Out to Lunch is a platform game with puzzle elements, where you have to first find Pierre’s equipment: bags of flour (to throw at food to stun it), and catch net (for catching food), and then catch the food that is wandering around each level, then dump the captured food into a cage. When you’ve dumped the required number of food items (indicated by the number in the top left of the screen) a door then opens which leads to the next level.

Although Out to Lunch looks like a cutesy kid’s game, everything about it seems designed to annoy the player and the game is far too difficult for its own good; definitely too difficult for very young kids to play. The first mystifying decision they made when designing this game was first making you collect Pierre’s equipment – on every level – before he can catch any food. Why they did this is beyond me, especially when you consider that the time limits on the levels are quite tight. You can’t really mess about when you play this game – you’ve got to be quick finding that essential equipment, then get catching. They really should’ve had Pierre start out with his flour and catch net.

The second really annoying thing about this game is that they introduce slippy, icy surfaces far too early. In platform games slippy, icy surfaces are the bane of players and cause huge annoyance when you’re trying to get around the place. In this, icy surfaces appear on the second level, and by the fifth level you’ll be tearing your hair out slipping off platforms. They should’ve introduced this gameplay element later in the game, to increase the difficulty, but instead you get it straight away. Yes, Pierre can pick up ice boots that stop him slipping around, but a) they’re not always available, and b) if they are available they’re in places that are really tricky to pick up.

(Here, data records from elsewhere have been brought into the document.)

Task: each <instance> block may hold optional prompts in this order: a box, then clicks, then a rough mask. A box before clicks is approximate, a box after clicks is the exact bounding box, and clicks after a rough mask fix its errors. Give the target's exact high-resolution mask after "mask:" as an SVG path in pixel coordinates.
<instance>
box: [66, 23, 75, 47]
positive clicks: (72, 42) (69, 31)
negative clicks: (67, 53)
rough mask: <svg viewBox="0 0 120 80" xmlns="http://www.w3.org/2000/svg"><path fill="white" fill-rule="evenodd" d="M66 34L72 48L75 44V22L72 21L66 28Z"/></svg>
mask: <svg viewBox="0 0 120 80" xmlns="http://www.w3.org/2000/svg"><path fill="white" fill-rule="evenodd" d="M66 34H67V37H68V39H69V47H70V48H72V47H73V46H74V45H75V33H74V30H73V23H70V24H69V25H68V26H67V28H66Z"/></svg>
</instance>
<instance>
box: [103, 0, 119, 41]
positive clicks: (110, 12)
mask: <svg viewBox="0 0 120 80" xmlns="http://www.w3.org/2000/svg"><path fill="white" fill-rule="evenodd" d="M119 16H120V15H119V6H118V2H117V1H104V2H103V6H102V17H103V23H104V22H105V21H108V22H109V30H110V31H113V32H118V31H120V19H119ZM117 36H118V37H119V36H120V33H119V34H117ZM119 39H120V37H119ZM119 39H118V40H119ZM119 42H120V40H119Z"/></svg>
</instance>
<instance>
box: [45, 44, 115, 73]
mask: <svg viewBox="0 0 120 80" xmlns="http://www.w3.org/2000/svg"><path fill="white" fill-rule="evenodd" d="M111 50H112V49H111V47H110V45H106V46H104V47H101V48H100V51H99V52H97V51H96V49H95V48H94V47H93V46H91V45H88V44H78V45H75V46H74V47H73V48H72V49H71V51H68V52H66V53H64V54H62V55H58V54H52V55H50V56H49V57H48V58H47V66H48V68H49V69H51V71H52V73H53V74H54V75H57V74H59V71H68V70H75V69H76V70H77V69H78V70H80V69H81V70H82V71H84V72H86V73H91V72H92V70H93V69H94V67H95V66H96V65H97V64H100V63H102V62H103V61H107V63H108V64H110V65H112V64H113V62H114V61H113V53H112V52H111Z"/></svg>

Capturing food is another annoyance. The catch net’s range is very short so the best way to catch food is to first stun it, by either throwing flour bags at it, or jumping on top of it, then using the net. The problem is: stunned food only remains stunned for three to five seconds at the most, before it starts walking again, and all the capturable food is programmed to run away from Pierre when he approaches it. To make matters worse, if Pierre is carrying food and is struck by a piece of food that isn’t stunned he’ll drop all the food he’s carrying and have to re-capture it. To make matters even worse, an evil black-hat chef appears occasionally and opens the food cage door, allowing the food you dumped into the cage to start escaping, meaning that you’ve got to re-capture it again. Out to Lunch is a game that really likes to rub your nose in the dirt, and it shouldn’t have been this way. Unless you’re absolutely on-the-ball with your play you’re going to get annoyed with this game very quickly.

I remember playing Out to Lunch back in 1993 when it first came out – because at the time I worked as a writer on a Super Nintendo magazine and it came in for review – and I remember being frustrated by it then. Playing it now I’d forgotten how finicky it was and am reminded of what a wasted opportunity it was for a British Super Nintendo game. British-made SNES games were rare enough without them being squandered on games that were badly-thought out and barely playable. Mindscape developed and published Out to Lunch and it’s fair to say that they didn’t make the most of it.